Kaleb pensou naqueles olhos azuis intensos saindo de um rosto de
pele de ébano com as feições aristocraticamente masculinas de Henry mais
suaves e arredondadas, e sentiu seus instintos se mexerem. Apesar de sua
clara beleza, havia algo... incomum em Auden; fisicamente, ela herdou
apenas sua estatura e olhos do lado materno de sua linhagem, mas em
todos os outros aspectos, era muito descendente de Shoshanna.

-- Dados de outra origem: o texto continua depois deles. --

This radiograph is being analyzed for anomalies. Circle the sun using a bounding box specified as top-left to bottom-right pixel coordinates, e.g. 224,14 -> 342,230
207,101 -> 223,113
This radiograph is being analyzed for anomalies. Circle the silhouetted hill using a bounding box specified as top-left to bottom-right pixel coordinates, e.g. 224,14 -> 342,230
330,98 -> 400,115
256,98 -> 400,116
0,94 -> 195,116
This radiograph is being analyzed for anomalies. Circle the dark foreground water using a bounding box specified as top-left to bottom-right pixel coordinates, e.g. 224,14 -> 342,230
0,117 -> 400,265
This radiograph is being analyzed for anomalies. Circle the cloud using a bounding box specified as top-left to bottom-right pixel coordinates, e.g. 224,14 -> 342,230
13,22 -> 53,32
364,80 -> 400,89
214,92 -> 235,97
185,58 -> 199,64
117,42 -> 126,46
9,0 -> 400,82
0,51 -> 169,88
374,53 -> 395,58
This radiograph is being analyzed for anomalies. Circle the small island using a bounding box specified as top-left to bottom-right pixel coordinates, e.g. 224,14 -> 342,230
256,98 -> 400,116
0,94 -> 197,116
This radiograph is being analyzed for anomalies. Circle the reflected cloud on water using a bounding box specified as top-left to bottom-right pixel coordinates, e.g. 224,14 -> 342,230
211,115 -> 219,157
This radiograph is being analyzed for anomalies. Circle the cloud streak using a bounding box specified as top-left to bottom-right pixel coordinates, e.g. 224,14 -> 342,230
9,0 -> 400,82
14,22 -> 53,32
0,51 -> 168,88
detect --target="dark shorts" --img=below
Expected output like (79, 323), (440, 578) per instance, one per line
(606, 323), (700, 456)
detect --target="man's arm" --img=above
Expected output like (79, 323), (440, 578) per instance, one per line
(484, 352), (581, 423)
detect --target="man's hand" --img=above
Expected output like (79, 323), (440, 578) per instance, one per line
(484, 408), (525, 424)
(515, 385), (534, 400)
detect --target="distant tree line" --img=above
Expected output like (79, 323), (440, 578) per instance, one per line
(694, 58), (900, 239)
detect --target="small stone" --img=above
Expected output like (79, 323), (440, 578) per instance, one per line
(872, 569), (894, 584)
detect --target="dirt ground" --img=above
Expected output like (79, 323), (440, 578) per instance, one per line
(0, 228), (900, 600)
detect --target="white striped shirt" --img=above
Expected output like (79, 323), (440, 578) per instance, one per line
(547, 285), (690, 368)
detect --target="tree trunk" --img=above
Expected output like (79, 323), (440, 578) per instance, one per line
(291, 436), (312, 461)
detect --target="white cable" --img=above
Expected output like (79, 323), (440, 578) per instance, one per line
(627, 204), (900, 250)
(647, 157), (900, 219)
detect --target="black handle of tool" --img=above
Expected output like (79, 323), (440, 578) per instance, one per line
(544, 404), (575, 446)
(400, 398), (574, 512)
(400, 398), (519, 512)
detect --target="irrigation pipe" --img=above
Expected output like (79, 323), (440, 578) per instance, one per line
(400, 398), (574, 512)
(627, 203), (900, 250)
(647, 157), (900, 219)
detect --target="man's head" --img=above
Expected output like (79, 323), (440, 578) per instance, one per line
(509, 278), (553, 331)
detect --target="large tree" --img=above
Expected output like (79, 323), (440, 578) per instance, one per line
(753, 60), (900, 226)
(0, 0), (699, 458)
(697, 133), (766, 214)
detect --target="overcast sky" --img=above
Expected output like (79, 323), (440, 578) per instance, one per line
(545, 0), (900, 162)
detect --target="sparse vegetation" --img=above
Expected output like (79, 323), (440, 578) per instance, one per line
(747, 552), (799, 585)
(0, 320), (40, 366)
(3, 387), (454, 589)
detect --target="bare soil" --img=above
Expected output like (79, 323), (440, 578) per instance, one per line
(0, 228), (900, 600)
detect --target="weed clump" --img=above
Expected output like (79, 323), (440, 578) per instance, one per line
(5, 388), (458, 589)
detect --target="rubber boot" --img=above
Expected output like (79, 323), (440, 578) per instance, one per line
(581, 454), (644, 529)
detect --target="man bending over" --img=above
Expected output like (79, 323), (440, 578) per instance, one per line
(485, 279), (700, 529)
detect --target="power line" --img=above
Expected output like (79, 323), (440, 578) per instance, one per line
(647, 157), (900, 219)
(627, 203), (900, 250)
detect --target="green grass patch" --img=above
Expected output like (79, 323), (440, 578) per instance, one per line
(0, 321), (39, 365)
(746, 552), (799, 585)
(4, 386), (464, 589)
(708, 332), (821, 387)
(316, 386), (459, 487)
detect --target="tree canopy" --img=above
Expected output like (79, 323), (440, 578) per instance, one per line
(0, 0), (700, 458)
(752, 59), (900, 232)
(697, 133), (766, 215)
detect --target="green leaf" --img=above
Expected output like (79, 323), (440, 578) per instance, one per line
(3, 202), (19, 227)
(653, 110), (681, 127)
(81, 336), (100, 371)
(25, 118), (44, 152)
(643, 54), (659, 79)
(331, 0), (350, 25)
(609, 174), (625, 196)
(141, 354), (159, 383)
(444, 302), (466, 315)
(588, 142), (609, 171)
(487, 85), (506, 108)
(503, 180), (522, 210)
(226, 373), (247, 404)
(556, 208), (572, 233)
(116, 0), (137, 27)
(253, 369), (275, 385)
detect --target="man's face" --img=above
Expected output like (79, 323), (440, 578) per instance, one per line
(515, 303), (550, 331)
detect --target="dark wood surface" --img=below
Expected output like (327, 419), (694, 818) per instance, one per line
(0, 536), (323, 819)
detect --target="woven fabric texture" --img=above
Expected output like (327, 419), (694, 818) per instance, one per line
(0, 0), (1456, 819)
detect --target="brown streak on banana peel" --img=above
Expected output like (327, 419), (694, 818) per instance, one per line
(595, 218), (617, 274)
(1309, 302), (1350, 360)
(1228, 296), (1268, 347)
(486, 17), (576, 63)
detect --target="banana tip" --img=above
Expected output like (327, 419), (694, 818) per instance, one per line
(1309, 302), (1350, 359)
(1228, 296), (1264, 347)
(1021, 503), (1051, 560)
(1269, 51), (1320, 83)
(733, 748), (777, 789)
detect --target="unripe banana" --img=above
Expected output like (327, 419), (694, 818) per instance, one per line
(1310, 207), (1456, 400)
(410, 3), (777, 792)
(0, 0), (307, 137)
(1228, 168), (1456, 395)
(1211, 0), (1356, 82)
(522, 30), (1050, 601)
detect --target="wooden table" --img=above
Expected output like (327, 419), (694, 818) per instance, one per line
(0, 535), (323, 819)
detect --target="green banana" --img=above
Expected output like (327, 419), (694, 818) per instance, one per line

Tão fria e sem piscar como uma cobra.


— Acreditamos que Shoshanna está morta? — Ena acariciou o gato
preto em seus braços.
— Não acredito em nada quando se trata dos Scotts, mas Shoshanna
não é uma mulher que abre mão do poder a menos que seja necessário. —
Ela lutou até o fim para manter sua posição como Conselheira.
— Ainda assim... mantenha a rede Mercant ouvindo o nome dela.
Mesmo um sussurro, e quero saber. — Não era uma ordem, mas um pedido;
Kaleb sabia que não deveria dar uma ordem a Ena, e não se sentia
compelido a fazê-lo.
A deles era uma aliança de iguais.
— Vamos ouvir, — Ena murmurou antes de se virar para olhá-lo. —
Vamos torcer para estarmos errados, Kaleb. Vamos torcer para que
Shoshanna seja poeira no ar e a PsyNet não esteja mais sob a ameaça de seu
mal.
Kaleb nunca acreditou em esperança, mas Sahara, a mulher que era
sua luz na escuridão, sim. Então a deixaria acreditar por ambos, enquanto
observava a maldade rastejante que se escondia a céu aberto e rastejava
nas sombras.
Aquilo era guerra e os Escaravelhos tinham apenas disparado seu
primeiro tiro.
Nas profundezas do subsolo, numa remota fortaleza Scott, as
máquinas apitavam e zumbiam, mantendo vivo um cérebro num corpo que
não passava de um complemento carnal. Os olhos da paciente estavam
fechados, seu rosto parecia pacífico, mas sua atividade neural disparou na
tela, mostrando enormes picos e quedas.
Enquanto ela dormia, um sussurro quase inaudível rastejou pela
PsyNet: Escaravelho. Rainha. Escaravelho. Rainha. Mãe. Nós esperamos.

Notas

[←1]
Literalmente, podemos traduzir como “morto na chegada“. Ou seja, no jargão
médico em Prontos Socorros, D.O.A. é a sigla usada para dizer que a vítima de um
acidente (ou outros males) chegou morto ao hospital ou estava morto quando os
paramédicos chegaram; por isto “Dead On Arrival” [morto na chegada].
[←2]
Livro de Jeanne Rejaunier, ou canção de Richard Myhill · 2000.
[←3]
De forma bem resumida, Mach é a velocidade de um objeto em comparação com a velocidade
do som. Trata-se de um referencial usado principalmente na aviação, já que é uma das poucas
áreas em que conseguimos ver esse fenômeno acontecer.